Desde mi ventana
Carmen Heras

Hace la friolera de quince años, asistí a un acto político-cultural en Cáceres. Intervenían tres personas conocidas por su trabajo en la escena pública: un Rector, un Alcalde y un Ex Presidente de un país iberoamericano. Independientemente de las competencias, y conocimientos de cada uno, e incluso de la mayor o menor brillantez de sus palabras, el acto se me ha quedado en el recuerdo por las apreciables diferencias entre unos y otros al tener que dirigirse a los que escuchábamos. Me di cuenta entonces, con pulcra exactitud, del valor intrínseco de las palabras y de lo necesario de una correcta interrelación entre ellas para crear un cuerpo entendible de ideas o conceptos.

Busco en el diccionario el significado de la palabra dialéctica: “teoría y técnica retórica de dialogar y discutir para descubrir la verdad mediante la exposición y confrontación de razonamientos y argumentaciones contrarias entre sí”.

Admiro a esos países que incorporan a su sistema educativo las estrategias adecuadas para aprender a hablar a otros con propiedad

Admiro a esos países que incorporan a su sistema educativo las estrategias adecuadas para aprender a hablar a otros con propiedad en lugares públicos de modo que la comunicación y el entendimiento sean posibles. Como en tantas otras cuestiones se trata de aprender las técnicas que ayuden a ello y no dejar que sea la propia selección natural, a través de los genes o los entornos, la que haga a unos buenos, a otros regulares y a los terceros malos en el arte de la dialéctica.

Pensaba yo en ello, al hilo de la muy mejorable defensa que, a veces, profesionales universitarios hacen del trabajo intelectual realizado en la Universidad. Escuchándoles, se me ocurre que pueden no haber defendido nunca (por no estimarlo necesario) ante la sociedad y sus medios de comunicación lo qué significa su tarea ordinaria, docente, e investigadora, más allá de los foros académicos propios.

Lo enredado de las contestaciones que escucho en el caso de la Cifuentes me permite colegir las pocas veces que el preguntado ha expuesto su razón de ser y estar en un entorno mediático ajeno al propio entorno universitario cuyos códigos, reconocidos allí, no tienen por qué serlo tanto en otros ámbitos.

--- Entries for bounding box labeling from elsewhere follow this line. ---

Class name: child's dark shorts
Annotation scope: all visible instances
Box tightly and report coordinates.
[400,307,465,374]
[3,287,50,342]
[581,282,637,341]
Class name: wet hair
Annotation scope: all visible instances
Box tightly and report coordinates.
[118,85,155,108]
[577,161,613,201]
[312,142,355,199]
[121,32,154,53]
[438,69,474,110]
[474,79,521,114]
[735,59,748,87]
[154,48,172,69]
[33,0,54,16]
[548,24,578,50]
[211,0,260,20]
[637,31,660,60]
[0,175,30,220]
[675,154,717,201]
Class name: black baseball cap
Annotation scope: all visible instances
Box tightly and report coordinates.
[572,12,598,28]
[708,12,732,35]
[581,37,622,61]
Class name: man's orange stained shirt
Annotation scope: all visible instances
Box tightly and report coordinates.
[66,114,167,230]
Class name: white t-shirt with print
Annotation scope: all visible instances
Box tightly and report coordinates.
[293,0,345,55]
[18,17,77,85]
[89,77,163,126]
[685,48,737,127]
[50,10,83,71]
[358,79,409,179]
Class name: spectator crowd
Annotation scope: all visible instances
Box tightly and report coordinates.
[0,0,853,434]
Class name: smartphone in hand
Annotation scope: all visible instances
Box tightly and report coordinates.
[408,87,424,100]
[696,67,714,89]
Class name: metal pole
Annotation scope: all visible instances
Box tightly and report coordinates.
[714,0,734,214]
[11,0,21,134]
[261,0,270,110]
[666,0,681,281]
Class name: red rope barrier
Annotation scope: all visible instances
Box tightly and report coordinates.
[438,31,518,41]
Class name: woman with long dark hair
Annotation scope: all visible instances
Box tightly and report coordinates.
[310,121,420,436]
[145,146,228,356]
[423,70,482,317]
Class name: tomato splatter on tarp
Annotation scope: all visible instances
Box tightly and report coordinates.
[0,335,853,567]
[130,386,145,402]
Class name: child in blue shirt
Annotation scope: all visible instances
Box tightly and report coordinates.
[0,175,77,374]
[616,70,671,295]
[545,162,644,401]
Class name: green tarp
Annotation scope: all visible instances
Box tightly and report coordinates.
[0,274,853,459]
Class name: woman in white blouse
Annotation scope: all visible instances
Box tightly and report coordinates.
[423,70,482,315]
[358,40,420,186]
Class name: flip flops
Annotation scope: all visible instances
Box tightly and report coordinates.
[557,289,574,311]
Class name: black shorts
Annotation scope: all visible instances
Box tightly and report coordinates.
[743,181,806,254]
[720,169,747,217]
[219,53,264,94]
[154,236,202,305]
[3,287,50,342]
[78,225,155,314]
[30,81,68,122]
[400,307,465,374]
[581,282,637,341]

Tal vez, en esta manera de entender el trabajo, visto solo internamente entre colegas, estriba alguna de las dificultades de su valoración por la sociedad. Tal vez la acusación de endogámicas que se le hace a las Universidades tiene sentido a la luz de la falta de exposición “fuera” de mucho de lo que se hace “dentro” bajo el pretexto de que el nivel elevado de muchas de las materias universitarias no puede comprenderse al sacarlo de las aulas y laboratorios propios. Lo que, en mi modesto juicio, es un error. No trabajar la interlocución inteligente y el saber hablar dificulta la búsqueda de la verdad y es un defecto claro de las enseñanzas educativas.